Elementos de Direito Internacional Privado

Introdução

Não temos dúvida de que o Direito Internacional Privado deve seu estudo e desenvolvimento à globalização do mundo moderno. A rica interação entre os países, a facilidade dos deslocamentos humanos, além fronteiras, a relativa fluidez destas, o crescimento populacional, o arrefecimento dos nacionalismos, a ideia de que o ser humano é um cidadão do mundo, as convenções internacionais, que protegem o ser humano e lhe concedem direitos, e mesmo, deveres internacionais; o fato, por tudo isso, de que o Direito Internacional preocupa-se em grande parte mais com as relações humanas do que com as relações entre Estados e o reconhecimento fundamental de que o Direito vem do ser humano e volta-se para o ser humano, apesar da intermediação das organizações, instituições e empresas, por ele criadas, que não teriam razão de ser se não voltassem para o próprio ser humano, tudo leva a uma valorização do estudo dessa área do Direito.

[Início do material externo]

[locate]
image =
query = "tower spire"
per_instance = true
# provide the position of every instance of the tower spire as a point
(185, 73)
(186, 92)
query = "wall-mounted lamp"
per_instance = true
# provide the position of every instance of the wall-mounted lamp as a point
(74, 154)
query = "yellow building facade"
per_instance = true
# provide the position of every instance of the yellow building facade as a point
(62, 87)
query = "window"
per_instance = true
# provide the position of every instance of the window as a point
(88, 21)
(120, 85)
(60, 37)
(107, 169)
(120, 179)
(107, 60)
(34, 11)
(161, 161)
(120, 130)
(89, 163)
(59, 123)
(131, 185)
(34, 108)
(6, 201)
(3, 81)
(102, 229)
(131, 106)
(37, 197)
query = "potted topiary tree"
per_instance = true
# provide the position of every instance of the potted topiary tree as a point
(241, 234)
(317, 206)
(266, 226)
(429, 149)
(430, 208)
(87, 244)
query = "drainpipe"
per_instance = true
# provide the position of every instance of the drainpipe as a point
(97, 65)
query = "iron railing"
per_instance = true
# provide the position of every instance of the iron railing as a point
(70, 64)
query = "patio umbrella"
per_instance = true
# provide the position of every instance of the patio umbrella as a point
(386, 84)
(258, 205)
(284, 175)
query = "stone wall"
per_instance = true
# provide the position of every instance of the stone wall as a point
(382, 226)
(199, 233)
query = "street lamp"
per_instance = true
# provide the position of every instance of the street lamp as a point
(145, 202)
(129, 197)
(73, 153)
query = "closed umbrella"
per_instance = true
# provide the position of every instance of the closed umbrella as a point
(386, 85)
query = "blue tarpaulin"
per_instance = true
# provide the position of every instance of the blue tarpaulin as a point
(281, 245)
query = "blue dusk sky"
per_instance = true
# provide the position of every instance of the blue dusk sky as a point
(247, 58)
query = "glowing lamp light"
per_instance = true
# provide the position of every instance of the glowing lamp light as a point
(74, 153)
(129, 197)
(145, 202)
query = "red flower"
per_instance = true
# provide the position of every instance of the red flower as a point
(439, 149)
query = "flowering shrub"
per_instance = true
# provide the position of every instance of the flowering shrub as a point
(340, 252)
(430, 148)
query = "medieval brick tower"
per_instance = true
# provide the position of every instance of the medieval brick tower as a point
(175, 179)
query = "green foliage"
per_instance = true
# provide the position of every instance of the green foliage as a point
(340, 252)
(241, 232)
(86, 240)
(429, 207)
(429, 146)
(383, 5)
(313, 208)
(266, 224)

A partir daí considera-se o novel espaço conquistado pelo Direito Internacional Privado, que trafega entre o Direito Interno e o Direito Internacional, à medida que faz aplicar algumas regras objetivas dos tratados internacionais, a maioria, buscando a adaptação e adequação ao direito interno dos países, e outras, poucas, impondo alguma uniformidade de normas nos diversos Estados.

Na verdade, em princípio, a par de diversas discussões que ensejam a matéria, entendemos que o Direito Internacional Privado pertence ao Direito Interno do Estado, isto é, um de seus ramos, como é o Direito Civil, o Direito do Trabalho, o Direito Penal e outros. Todavia, de qualquer modo, ao contrário do passado, tido como eminentemente técnico, em nossos dias, há uma dimensão maior para essa área do Direito, que não pode fugir às premissas dos direitos humanos e fundamentais dos indivíduos.

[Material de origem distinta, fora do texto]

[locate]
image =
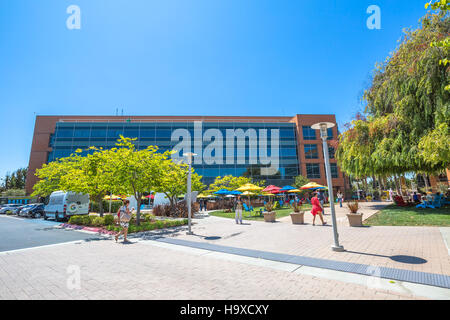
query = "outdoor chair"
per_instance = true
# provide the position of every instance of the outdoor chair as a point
(400, 202)
(436, 203)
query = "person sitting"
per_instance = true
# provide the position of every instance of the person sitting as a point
(416, 198)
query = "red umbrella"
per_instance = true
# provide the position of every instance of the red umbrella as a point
(272, 189)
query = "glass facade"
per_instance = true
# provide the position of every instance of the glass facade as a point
(312, 171)
(263, 146)
(311, 151)
(308, 133)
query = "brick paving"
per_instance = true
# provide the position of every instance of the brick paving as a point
(385, 246)
(110, 270)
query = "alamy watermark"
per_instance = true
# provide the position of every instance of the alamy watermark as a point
(74, 20)
(74, 277)
(374, 20)
(235, 147)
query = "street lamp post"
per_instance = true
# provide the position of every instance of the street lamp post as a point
(323, 127)
(189, 156)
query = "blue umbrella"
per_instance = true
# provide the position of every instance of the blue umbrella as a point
(286, 188)
(222, 192)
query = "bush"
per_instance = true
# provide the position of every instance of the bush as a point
(109, 219)
(98, 222)
(115, 205)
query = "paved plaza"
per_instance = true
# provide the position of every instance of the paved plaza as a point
(148, 269)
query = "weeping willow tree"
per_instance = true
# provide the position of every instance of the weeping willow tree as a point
(407, 108)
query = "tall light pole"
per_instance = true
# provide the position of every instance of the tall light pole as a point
(189, 156)
(323, 127)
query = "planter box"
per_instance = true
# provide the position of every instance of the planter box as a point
(269, 216)
(297, 217)
(355, 219)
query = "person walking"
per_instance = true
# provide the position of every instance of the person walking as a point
(124, 215)
(321, 196)
(340, 197)
(238, 212)
(317, 209)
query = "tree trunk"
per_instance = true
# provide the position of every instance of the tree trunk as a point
(100, 204)
(397, 185)
(138, 209)
(425, 179)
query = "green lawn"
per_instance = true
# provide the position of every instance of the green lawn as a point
(397, 216)
(255, 214)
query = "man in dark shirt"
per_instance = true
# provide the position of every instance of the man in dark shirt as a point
(321, 198)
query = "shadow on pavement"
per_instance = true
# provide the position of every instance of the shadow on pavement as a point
(397, 258)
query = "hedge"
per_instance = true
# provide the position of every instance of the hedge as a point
(115, 205)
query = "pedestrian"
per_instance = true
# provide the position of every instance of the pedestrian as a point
(124, 215)
(321, 196)
(340, 197)
(238, 213)
(317, 209)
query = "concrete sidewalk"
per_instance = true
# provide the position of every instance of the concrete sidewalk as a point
(412, 248)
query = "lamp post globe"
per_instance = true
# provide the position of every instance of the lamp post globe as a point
(189, 156)
(323, 128)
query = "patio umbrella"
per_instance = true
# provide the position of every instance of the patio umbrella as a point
(249, 187)
(112, 197)
(286, 189)
(222, 192)
(313, 185)
(271, 188)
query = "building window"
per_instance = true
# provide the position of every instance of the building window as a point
(311, 151)
(308, 133)
(330, 134)
(331, 152)
(334, 171)
(312, 171)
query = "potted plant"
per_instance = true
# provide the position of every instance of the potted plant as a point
(269, 214)
(298, 215)
(354, 218)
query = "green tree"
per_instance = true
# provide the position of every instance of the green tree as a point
(300, 181)
(228, 182)
(173, 180)
(137, 171)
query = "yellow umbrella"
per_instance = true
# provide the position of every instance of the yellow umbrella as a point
(112, 197)
(312, 185)
(249, 187)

É bem verdade, que, basicamente, o Direito Internacional Privado, que costumamos designar com a sigla DIPr, tem o seu corpo de normas essencialmente concentrado na Lei de Introdução às Normas do Direito Brasileiro (Decreto-Lei n. 4.657 de 4.9.1942), que mudou sua denominação, de Lei de Introdução ao Código Civil – LICC, para Lei de Introdução às Normas do Direito Brasileiro - LINDB, pela Lei n. 12.376 de 30.12.2010, antes com 18 artigos básicos, e ora com 30 artigos e mais o Decreto n. 9.830 de junho de 2019 que acrescentou 25 artigos.

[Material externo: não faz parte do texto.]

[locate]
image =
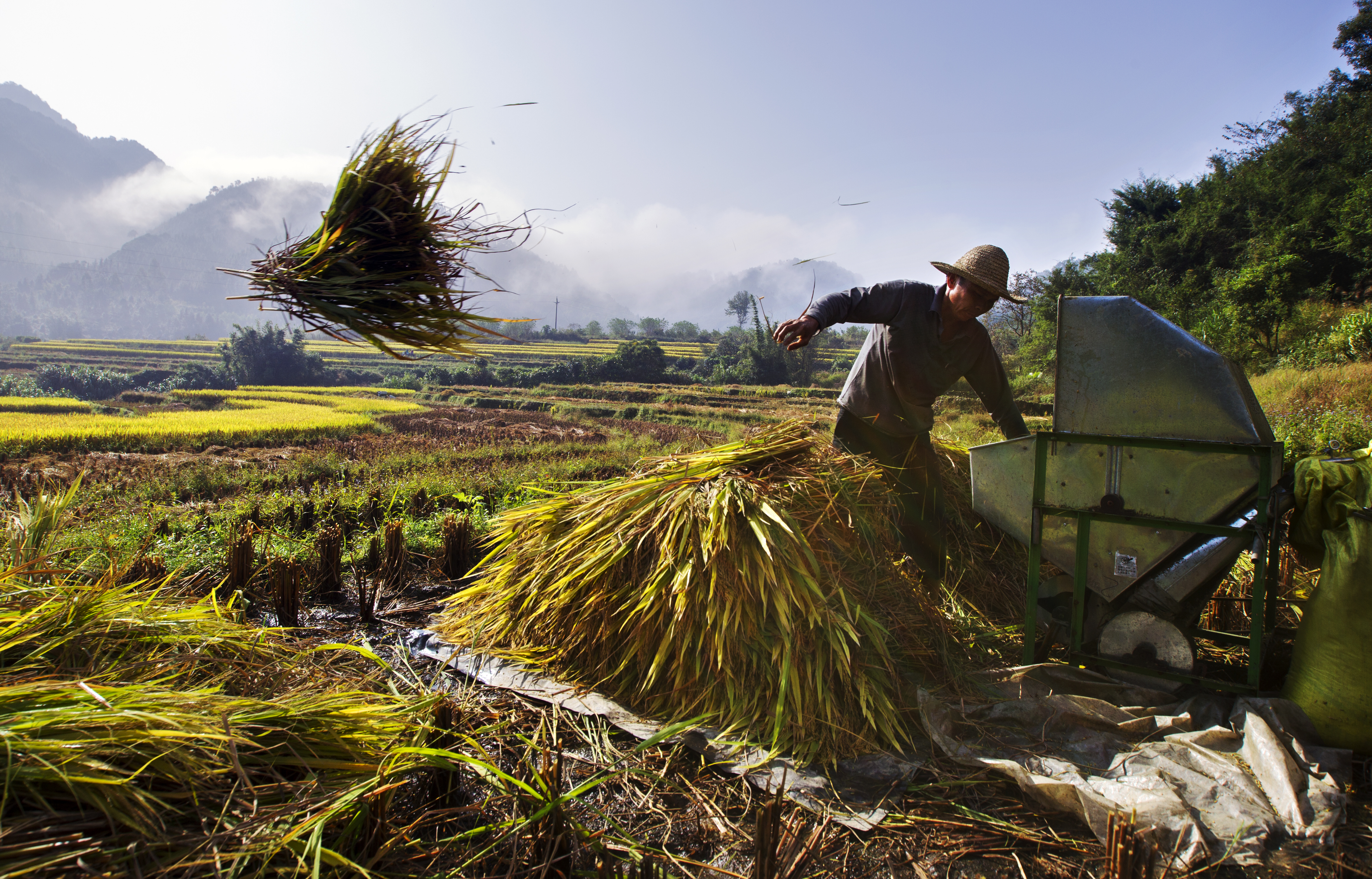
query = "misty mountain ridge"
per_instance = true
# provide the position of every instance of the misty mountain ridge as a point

Apesar da necessidade de estudo aprimorado de cada um desses artigos, para bem manejar a técnica, insistimos que a base interpretativa fundamental tem os princípios do Direito moderno em todas as suas vertentes, voltado para o ser humano, para a noção de ordem pública, interna e internacional, para a já consagrada noção de relatividade da soberania do Estado – embora a soberania seja sempre tida como absoluta – que não é mais o Estado-nação, e sim, um dos membros da comunidade internacional.

Este é um manual introdutório, se é que esta denominação pode ter razão de ser? Entretanto, é assim que o propomos, o que, por óbvio, não dispensa as grandes obras e estudos. Serve para o aluno que deve tomar um contato inicial com a matéria, e depois, se a ela afeiçoar-se, poderá aprofundar o seu estudo nos grandes mestres.

Embora, a modesta vocação desse escrito, ela não dispensa um certo caminho didático, com algum rigor técnico de divisão da matéria, a saber: conceito e abrangência; objeto (conflito de leis no espaço), fontes, pessoas (natural e jurídica), condição jurídica do estrangeiro, regras de conexão, aplicação e prova do direito estrangeiro, princípios do Direito Internacional Privado, reenvio, fraude à lei, conflito de jurisdições e processos, o Direito empresarial e seus contratos (noções básicas) e arbitragem (também noções preliminares).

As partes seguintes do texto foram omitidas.